There are indeed more things in common, but I wanted to keep the comparison as concise as possible (I think it is still too long).
I also heard some rather high numbers of biased/beautified/false results in medical research (in Flanders this has to do with the publish-or-perish pressure and company funding). I would not go as far as saying that patients has to check medical papers themselves. This is highly specialized literature and not always related to patients (it is a long way from fundamental research to actual patients) and there are other checks and balances. I indeed also see an increasing importance of statistics in training as well as at level of project application, which is a good evolution.
Not to bash medicine, but:
According to a John’s Hopkins study, in the US there are estimated to be 250,000 deaths per year caused by medical error.
12 million Americans are misdiagnosed each year:
The medical experts, with their hundreds of years of “science”, get it wrong 12 million times a year.
Seems crazy to put so much faith in the diagnosis by climate scientists.
Re: nutritional science. See this:
It was certainly not my intention to bash medical science either, also not climate science. The only point that I wanted to make is that both sciences are inherently different and that therefor the doctor’s analogy doesn’t fly. The authority of one science can not be transferred to another when they can not be compared qualitatively nor quantitatively.
The interviewee also made the analogy in such a way that it wasn’t clear for me whether he made an appeal to the emotions, the appeal to authority and/and false comparison.
The first analogy was better as it was clearer and easier to understand. The second one might be more accurate but I found it difficult to grasp in a way that I could explain it to someone
I assume you mean the lists of things incommon/difference (“first analogy”) and the example distilled from that (“second analogy”)? In that case, I can certainly agree. I am not totally happy with that second example yet, I will probably refine it in the future, so it would be much clearer.
LikeLiked by 1 person
Pingback: Week in review – science edition | Climate Etc.

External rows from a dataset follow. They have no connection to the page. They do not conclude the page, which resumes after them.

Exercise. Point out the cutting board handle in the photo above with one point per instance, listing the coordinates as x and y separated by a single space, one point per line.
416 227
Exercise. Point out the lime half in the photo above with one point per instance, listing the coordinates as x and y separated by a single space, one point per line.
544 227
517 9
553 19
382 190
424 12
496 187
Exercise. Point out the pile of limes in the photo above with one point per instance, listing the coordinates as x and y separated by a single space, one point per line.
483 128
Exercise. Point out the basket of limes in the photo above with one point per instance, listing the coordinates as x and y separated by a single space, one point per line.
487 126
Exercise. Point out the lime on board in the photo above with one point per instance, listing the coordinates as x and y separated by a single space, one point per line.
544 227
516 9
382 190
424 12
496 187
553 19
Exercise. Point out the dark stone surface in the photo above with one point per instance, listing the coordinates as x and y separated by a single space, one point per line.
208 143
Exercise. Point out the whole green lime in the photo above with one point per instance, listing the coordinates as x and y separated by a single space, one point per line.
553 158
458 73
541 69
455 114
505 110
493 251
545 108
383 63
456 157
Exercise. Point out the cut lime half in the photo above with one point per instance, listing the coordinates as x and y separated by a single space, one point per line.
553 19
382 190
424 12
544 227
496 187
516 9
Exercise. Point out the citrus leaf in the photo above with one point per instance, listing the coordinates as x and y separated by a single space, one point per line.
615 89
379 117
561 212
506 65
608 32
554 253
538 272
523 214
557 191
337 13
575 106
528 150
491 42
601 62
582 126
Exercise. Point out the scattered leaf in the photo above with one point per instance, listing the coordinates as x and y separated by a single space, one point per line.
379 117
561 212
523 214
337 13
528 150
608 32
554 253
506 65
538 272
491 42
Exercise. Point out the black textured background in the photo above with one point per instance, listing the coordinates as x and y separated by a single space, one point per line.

This diseased argument again? It keeps popping up like a micropopulation of cells with their natural apoptotic failsafes disabled as a result of a series ofdysplastic derangements.
It certainly is a tedious trope, isn’t it, and to all appearances it’s refractory to every treatment modality known to [the thinking] man.
We took a sledgehammer to the onco-analogy here…
…but your somewhat more scalpel-based approach is also valid.
Your sledgehammer style is surely more powerful and more direct than my approach. I just tried to bring both sciences to the same level and then see what happens. I could as well do the opposite and describe climate science as how medical research is currently being done (I already see it before me, a boldly-go-where-no-man-has-gone-before script in the far future with breeding programs of earth-like planets to be used in climate experiments, galaxy labs with the most cutting-edge equipment,…).